By Brett Chase 

We've all seen it a million times: a careless pass is pounced upon by Thierry Henry, who begins a slaloming run, creates space in the box, and coolly finishes past a helpless goalkeeper. 

After all, having scored 229 goals for Arsenal, this sort of thing has been witnessed first-hand by countless Gooners throughout the years, in London, all over England, and in quite a few stadiums around Europe. 

Alas, for the typical American Arsenal supporter, this was not a terribly common personal experience. On television, certainly, and perhaps on the internet, most of us down the years have seen Thierry work this magic for Arsenal. Yet having Henry playing for New York Red Bulls has given Arsenal fans here in America an opportunity to experience up close just what made Henry the King of Highbury and inspired a statue in his honor outside of the Emirates. 

This past Sunday [March 25], nearly 700 Arsenal supporters came to watch the King in his new court - the beautiful Red Bull Arena - to be in his presence and to get a glimpse of Gunner royalty.

On Sunday morning, the NYC Arsenal Supporters' home pub was packed with Gooners from the area and from further afield, getting to know one another over drinks while reminiscing about Arsenal and talking excitedly about the event that day. From there, trains, two chartered buses and many cars carried Arsenal fans to Red Bull Arena, singing Arsenal songs all the way. 

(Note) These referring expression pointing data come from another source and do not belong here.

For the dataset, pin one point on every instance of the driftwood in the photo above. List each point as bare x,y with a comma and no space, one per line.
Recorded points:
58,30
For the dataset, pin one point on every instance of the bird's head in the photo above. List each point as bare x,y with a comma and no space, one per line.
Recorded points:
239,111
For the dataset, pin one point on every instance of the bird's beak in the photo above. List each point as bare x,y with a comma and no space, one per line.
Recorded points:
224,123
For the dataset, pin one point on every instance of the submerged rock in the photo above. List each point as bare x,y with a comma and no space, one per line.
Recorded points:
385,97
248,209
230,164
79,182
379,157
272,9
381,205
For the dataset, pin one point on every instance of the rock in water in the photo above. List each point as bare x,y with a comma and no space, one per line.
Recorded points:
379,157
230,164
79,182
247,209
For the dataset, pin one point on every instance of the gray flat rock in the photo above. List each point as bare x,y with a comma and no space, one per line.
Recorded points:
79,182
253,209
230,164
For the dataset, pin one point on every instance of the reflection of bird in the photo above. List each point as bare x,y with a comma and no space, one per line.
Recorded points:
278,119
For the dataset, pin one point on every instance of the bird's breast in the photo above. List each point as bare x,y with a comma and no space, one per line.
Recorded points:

We packed the upper tier behind one goal. It didn't take long until we burst into song again. Henry scored in the third minute, capitalizing on an errant pass and a couple of feet of space to finish. Three minutes later, Thierry turned provider, setting up a second goal with an inch-perfect pass into the path of team-mate Kenny Cooper, who finished well. We were once again elated. Thierry Henry's name was ringing in the rafters while Colorado Rapids, the unfortunate opposition on the day, were left simply shaking their heads.

And the living legend was not done there. Early in the second half, his impeccably-timed run allowed him to latch onto a long pass from a free kick, beat the defenders and slot across goal for his second of the match. The finish was eerily similar to the matchwinner against Leeds United this season. The Arsenal fans - and the Red Bull fans, naturally - were in ecstasy.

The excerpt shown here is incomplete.